2020-09-17

Architecting a workable, yet secure data exploration environment on the Google Cloud Platform

Having worked for multiple major organisations in the Netherlands, there's always this recurring topic: how to give data scientists as much freedom as possible for exploring data, while minimising the amount of data leaking out of the platform? There's a plethora of books you could write on this topic in general. This post focuses on a network architecture that minimises data leakage out of the Google Cloud Platform (GCP), while maintaining a workable environment for data scientists.

Situation

The data scientist:

Mustn't download data onto the disk of their own physical machine.
Uses Jupyter Lab through AI Platform Notebooks.
Submits jobs to BigQuery and Dataproc while developing in the IDE installed on their machine.
Works with highly sensitive data.
Needs logs to be available for debugging.

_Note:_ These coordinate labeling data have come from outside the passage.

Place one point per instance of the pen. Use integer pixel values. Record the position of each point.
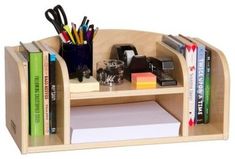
(95, 32)
(75, 33)
(83, 21)
(66, 27)
(81, 35)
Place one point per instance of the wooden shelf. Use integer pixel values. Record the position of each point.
(172, 99)
(125, 90)
(52, 139)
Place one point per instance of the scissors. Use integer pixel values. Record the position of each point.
(54, 16)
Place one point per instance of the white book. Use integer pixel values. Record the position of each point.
(121, 122)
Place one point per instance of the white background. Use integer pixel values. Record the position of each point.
(212, 21)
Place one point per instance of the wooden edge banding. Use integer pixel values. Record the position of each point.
(226, 75)
(23, 145)
(183, 70)
(66, 89)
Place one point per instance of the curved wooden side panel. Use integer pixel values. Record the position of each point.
(16, 98)
(220, 90)
(179, 108)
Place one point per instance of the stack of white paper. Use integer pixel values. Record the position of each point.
(121, 122)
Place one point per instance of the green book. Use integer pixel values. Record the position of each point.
(207, 91)
(36, 115)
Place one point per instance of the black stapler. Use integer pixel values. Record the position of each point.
(162, 68)
(133, 62)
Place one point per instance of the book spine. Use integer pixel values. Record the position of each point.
(52, 96)
(170, 42)
(36, 94)
(191, 58)
(207, 92)
(46, 91)
(200, 84)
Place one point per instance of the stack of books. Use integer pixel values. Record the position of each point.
(39, 64)
(198, 59)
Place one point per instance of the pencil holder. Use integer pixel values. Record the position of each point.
(77, 56)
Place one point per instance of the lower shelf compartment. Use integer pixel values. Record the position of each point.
(125, 143)
(204, 129)
(49, 140)
(127, 121)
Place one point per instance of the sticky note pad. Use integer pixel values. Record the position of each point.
(143, 77)
(144, 85)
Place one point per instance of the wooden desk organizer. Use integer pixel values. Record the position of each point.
(173, 99)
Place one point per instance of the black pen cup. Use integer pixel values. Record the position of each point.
(77, 56)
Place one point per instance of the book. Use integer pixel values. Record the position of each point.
(127, 121)
(191, 60)
(87, 85)
(207, 88)
(35, 89)
(200, 78)
(52, 89)
(174, 43)
(45, 55)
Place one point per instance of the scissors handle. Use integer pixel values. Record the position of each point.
(53, 18)
(60, 11)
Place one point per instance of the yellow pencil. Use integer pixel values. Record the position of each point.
(81, 35)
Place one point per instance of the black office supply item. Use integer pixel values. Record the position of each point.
(133, 62)
(162, 66)
(120, 52)
(77, 56)
(57, 17)
(138, 64)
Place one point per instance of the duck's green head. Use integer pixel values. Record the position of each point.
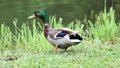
(40, 14)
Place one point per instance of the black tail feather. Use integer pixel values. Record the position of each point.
(76, 36)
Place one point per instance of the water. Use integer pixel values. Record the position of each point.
(69, 10)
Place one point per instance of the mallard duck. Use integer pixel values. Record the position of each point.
(59, 37)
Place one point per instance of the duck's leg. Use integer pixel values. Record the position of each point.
(65, 49)
(56, 48)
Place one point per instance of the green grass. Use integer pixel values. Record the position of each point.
(26, 48)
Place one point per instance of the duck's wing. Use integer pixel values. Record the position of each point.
(62, 32)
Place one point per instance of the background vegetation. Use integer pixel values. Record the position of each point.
(25, 46)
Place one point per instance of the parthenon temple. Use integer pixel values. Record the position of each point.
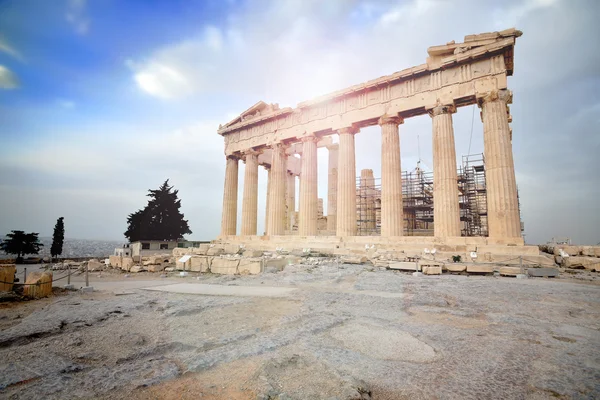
(285, 142)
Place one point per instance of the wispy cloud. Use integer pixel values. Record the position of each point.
(8, 49)
(8, 79)
(76, 15)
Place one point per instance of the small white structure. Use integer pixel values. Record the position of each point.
(124, 251)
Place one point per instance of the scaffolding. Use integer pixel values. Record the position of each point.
(417, 196)
(473, 196)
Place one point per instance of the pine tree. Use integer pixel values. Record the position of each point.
(58, 238)
(21, 243)
(160, 219)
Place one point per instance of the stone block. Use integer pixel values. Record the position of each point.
(214, 251)
(455, 267)
(95, 265)
(7, 274)
(510, 271)
(232, 249)
(570, 250)
(183, 266)
(543, 272)
(200, 263)
(404, 266)
(252, 253)
(155, 268)
(429, 263)
(225, 266)
(353, 259)
(126, 263)
(114, 261)
(432, 270)
(480, 269)
(589, 263)
(278, 263)
(249, 266)
(38, 284)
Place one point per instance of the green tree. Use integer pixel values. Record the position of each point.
(160, 219)
(21, 243)
(58, 238)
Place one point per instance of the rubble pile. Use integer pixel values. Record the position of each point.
(574, 257)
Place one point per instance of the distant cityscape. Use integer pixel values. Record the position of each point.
(78, 248)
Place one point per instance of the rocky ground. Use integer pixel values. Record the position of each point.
(346, 332)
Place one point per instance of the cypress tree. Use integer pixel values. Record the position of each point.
(160, 219)
(58, 238)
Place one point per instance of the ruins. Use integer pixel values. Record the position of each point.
(285, 142)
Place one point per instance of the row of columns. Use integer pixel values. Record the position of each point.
(503, 211)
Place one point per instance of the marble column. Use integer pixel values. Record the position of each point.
(307, 224)
(367, 202)
(250, 198)
(276, 223)
(290, 200)
(346, 189)
(268, 168)
(229, 217)
(446, 212)
(392, 220)
(501, 184)
(332, 186)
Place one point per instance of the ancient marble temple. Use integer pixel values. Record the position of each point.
(285, 142)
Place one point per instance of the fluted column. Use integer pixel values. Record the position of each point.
(229, 216)
(501, 184)
(446, 213)
(332, 186)
(276, 223)
(392, 221)
(290, 200)
(346, 193)
(307, 224)
(268, 168)
(250, 198)
(367, 202)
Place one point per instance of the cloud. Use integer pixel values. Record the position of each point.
(8, 79)
(8, 49)
(66, 104)
(76, 16)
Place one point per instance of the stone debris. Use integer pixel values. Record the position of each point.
(510, 271)
(432, 270)
(38, 284)
(353, 259)
(589, 263)
(543, 272)
(404, 266)
(480, 269)
(455, 267)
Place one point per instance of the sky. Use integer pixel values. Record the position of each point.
(101, 100)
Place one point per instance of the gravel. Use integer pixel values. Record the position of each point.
(348, 332)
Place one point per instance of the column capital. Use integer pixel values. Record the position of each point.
(282, 145)
(442, 109)
(309, 138)
(352, 130)
(252, 152)
(390, 119)
(504, 94)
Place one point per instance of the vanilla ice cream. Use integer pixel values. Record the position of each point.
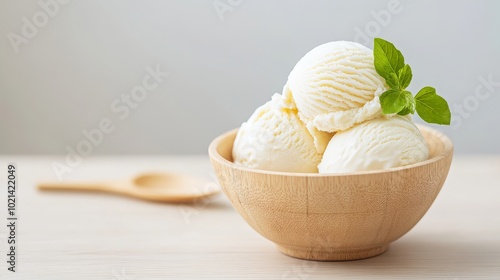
(275, 139)
(335, 86)
(380, 143)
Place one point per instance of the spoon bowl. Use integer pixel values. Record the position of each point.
(160, 187)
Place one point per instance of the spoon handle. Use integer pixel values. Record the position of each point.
(69, 186)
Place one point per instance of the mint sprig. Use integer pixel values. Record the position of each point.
(390, 65)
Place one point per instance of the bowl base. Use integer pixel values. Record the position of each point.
(340, 255)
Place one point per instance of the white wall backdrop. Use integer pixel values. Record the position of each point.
(66, 68)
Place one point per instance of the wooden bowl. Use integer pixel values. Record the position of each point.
(333, 217)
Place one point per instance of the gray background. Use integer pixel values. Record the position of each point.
(91, 52)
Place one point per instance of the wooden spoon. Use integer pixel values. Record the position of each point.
(162, 187)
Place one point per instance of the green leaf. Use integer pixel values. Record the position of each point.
(392, 81)
(393, 101)
(404, 76)
(387, 58)
(431, 107)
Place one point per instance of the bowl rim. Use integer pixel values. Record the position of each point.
(448, 151)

The organisation requires that:

All data must be transferred securely.
There is a separate GCP project for each model.
There are shared data projects.
Data access is controlled on service account level.
Costs of a model must be transparent.

Proposed architecture

The first important component for the proposed architecture is the Virtual Private Cloud (VPC): all components within the cloud run within it — even the Google Cloud services. By setting up this perimeter, it becomes possible to set up firewall rules and policies without replication.

Cloud VPN must be configured to keep appropriate (audit) logs and metrics. With the right alerts, actions can be taken on suspicious behaviour going over that connection. The level of detail in those logs is, however, limited. For larger organisations, a Cloud Access Security Broker (CASB) would be a solution to consider. It allows enforcing stricter security policies on the connection between the organisation and GCP. As an example, specific URL patterns can be blocked.

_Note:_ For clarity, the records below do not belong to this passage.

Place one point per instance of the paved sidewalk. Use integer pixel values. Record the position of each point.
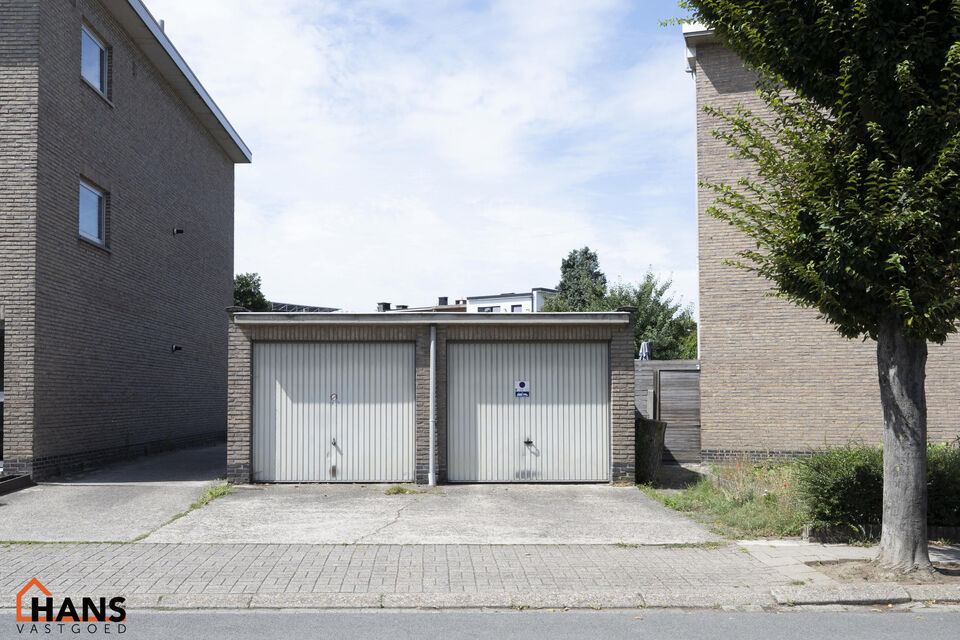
(363, 575)
(750, 574)
(793, 558)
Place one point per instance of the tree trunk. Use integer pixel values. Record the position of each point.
(902, 362)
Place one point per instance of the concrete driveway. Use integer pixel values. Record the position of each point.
(118, 503)
(453, 514)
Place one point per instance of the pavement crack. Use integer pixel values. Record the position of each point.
(396, 518)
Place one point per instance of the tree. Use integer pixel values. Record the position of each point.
(659, 319)
(247, 294)
(856, 206)
(582, 284)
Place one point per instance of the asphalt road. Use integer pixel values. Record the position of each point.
(398, 625)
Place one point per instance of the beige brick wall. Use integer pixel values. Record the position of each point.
(240, 392)
(774, 378)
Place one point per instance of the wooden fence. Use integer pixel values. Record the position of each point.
(669, 390)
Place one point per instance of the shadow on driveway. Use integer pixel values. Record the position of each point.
(118, 503)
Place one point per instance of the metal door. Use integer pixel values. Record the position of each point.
(560, 432)
(333, 412)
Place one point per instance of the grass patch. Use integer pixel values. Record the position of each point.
(745, 500)
(710, 544)
(218, 489)
(399, 490)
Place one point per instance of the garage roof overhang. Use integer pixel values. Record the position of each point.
(153, 42)
(381, 319)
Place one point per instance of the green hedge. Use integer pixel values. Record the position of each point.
(844, 487)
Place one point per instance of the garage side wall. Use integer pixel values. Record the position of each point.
(240, 375)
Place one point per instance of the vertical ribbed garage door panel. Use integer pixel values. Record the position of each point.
(567, 414)
(295, 424)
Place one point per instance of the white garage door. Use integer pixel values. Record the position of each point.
(333, 412)
(560, 432)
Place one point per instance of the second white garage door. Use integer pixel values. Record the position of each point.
(560, 432)
(333, 412)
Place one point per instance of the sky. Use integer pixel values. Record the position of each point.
(405, 150)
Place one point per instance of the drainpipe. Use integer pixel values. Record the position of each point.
(431, 473)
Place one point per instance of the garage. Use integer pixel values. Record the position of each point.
(333, 412)
(431, 397)
(528, 412)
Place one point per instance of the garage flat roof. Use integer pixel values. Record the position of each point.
(615, 317)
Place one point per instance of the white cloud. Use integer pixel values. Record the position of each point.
(408, 150)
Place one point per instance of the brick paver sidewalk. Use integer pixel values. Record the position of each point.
(151, 573)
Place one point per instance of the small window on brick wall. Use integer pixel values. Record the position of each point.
(94, 60)
(93, 213)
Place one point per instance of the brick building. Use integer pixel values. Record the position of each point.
(774, 378)
(116, 237)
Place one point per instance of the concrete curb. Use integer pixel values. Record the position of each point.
(873, 593)
(865, 594)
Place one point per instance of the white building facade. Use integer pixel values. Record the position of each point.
(531, 302)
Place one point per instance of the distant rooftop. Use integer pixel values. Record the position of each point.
(511, 295)
(285, 307)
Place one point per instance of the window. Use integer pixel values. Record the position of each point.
(92, 209)
(93, 60)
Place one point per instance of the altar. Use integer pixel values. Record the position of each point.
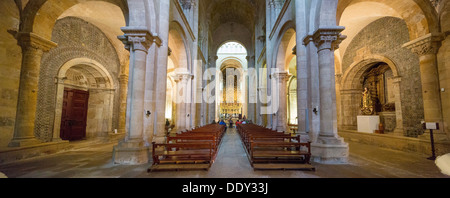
(368, 124)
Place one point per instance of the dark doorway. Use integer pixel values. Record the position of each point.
(74, 114)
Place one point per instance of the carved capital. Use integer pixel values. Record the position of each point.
(31, 40)
(282, 76)
(182, 77)
(328, 38)
(187, 4)
(138, 38)
(428, 44)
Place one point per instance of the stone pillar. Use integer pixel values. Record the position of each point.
(398, 107)
(58, 108)
(329, 147)
(33, 47)
(281, 78)
(182, 95)
(123, 86)
(251, 89)
(426, 48)
(162, 51)
(132, 150)
(212, 105)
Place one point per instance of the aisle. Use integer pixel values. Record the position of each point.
(231, 160)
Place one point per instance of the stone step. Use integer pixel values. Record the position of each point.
(279, 166)
(178, 167)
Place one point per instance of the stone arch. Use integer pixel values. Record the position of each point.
(351, 88)
(419, 15)
(40, 16)
(101, 51)
(286, 41)
(351, 76)
(100, 85)
(178, 46)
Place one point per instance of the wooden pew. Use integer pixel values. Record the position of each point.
(269, 150)
(191, 150)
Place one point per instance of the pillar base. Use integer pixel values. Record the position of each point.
(21, 142)
(159, 139)
(330, 150)
(131, 152)
(438, 136)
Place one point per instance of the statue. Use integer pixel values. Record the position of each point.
(366, 105)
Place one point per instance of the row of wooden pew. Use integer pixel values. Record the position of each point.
(271, 150)
(191, 150)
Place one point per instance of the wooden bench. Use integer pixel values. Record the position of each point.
(270, 150)
(191, 150)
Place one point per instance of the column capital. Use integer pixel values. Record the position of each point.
(30, 39)
(425, 45)
(328, 37)
(138, 38)
(60, 80)
(182, 77)
(282, 75)
(123, 79)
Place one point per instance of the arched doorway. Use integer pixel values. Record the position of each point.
(232, 92)
(380, 76)
(84, 101)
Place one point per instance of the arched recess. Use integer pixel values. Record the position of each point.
(419, 15)
(86, 75)
(231, 93)
(286, 42)
(10, 68)
(352, 84)
(41, 15)
(179, 66)
(292, 101)
(178, 46)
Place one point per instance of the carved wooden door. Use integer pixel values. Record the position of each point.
(74, 114)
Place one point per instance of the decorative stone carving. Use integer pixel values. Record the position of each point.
(327, 38)
(29, 39)
(138, 38)
(428, 44)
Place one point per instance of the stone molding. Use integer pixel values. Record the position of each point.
(139, 38)
(182, 77)
(428, 44)
(30, 39)
(327, 38)
(282, 76)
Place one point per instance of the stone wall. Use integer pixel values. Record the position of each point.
(385, 37)
(76, 38)
(11, 59)
(444, 65)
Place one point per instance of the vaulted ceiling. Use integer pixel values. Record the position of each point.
(232, 11)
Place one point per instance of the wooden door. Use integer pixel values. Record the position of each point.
(74, 114)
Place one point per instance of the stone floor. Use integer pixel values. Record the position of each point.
(95, 161)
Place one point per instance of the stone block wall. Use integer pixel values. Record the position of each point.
(385, 37)
(10, 63)
(76, 38)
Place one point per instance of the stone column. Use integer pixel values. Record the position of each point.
(212, 105)
(251, 88)
(329, 147)
(281, 78)
(58, 108)
(426, 48)
(132, 150)
(182, 80)
(123, 86)
(398, 107)
(33, 47)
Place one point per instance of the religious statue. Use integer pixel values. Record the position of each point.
(366, 105)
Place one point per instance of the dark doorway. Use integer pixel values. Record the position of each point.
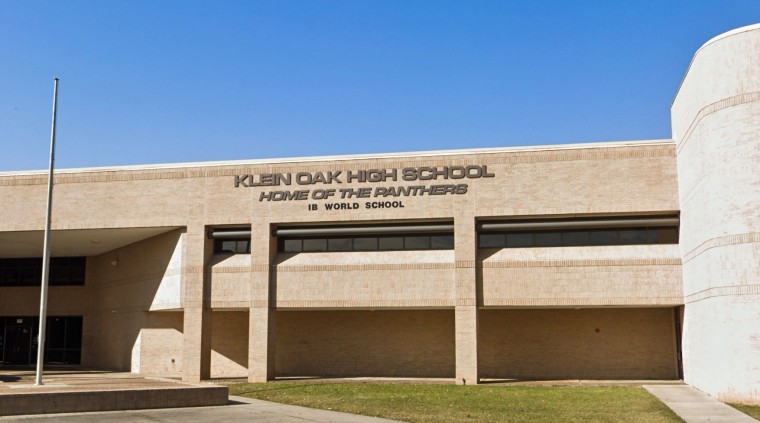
(18, 344)
(18, 340)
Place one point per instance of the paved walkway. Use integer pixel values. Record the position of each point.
(244, 410)
(694, 406)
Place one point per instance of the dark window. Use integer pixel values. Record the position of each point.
(633, 236)
(417, 242)
(493, 240)
(339, 244)
(63, 340)
(367, 243)
(604, 237)
(548, 239)
(579, 237)
(28, 271)
(391, 243)
(232, 246)
(314, 244)
(291, 246)
(520, 240)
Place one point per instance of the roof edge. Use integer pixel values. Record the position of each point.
(368, 156)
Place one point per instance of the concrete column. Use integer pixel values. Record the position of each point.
(466, 309)
(196, 357)
(716, 126)
(261, 324)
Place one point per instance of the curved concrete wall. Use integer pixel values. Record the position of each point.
(716, 126)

A user can join the VPC through Cloud VPN. Once connected, Cloud IAM is the next security layer. Users are provided with a Jupyter Lab web UI, which is the preferred way of working. The only Cloud IAM role they have, allows them to control their personal AI Platform Notebook instance. This instance runs with a service account linked to the specific model that's being developed.

The service account is granted access to data and resources. Any API call made from the Notebook instance is authenticated with those credentials. This method has the advantage that users can't access any data from their local machine using personal credentials. However, they can call APIs that do have access to data. In that way, a job can be submitted to Dataproc or BigQuery from the IDE.

Be aware that the Google Cloud services must also become part of the VPC. Therefore, VPC Service Controls need to be set up for Dataproc, BigQuery, and Cloud Storage. They then reside within the same VPC as the Jupyter Lab interface.

Data is stored in multiple shared data projects. The data is, as such, decentralised and each data owner has the responsibility of managing and providing their data. Access to the data is controlled on table level in BigQuery or object-level in Cloud Storage in each of those projects. Data sources there are read-only for the model service account. This leads to transparent model cost, as all data processed for a data science model is billed in its own project.

Architectural drawing of the data exploration platform.

Risks

Even with the solution as described above, there are still risks:

Upon writing, it's not yet possible to entirely disable the Download button in Jupyter Lab. Although there is a workaround to disable it by default, audit logging and alerting must be set up for a malevolent user who reverts that change. The workaround would only prevent accidental downloads.
Copying of data from the BigQuery UI, allowing the user to copy a (limited) number of rows.
Copying of data from the Jupyter Lab UI and possibly automating that process in the browser can be mitigated in the same way as in the previous point: by setting up alerts based on Cloud VPN metrics and logs.

It’s up to the organisation to decide whether measures against these are sufficient or even required. The first two of the risks below can be contained using CASB, but the question is whether setting that up is worth the effort.

Concluding remarks

Little maintenance is required in the proposed architecture, as mostly fully managed services are used. In case you would choose to add a security layer such as a bastion host, resource and maintenance cost increase significantly.
In reality, there’s no way to prevent data leaking out of the platform entirely. Compromises must always be made on security, cost, usability, vendor-specificity, etc. Even if you’d argue there’s a way to technically prevent it, in the end data stored in the human memory — although limited — remains a risk factor.
Setting up the right monitoring and alerts is key in securing the data. This is possible because a VPN connection is required to connect to any GCP service.
To take it to the next level, (enterprise) organisations could implement a Cloud Access Security Broker (CASB). This allows enforcing stricter security policies on the connection between the organisation and GCP. As an example, specific URL patterns can be blocked.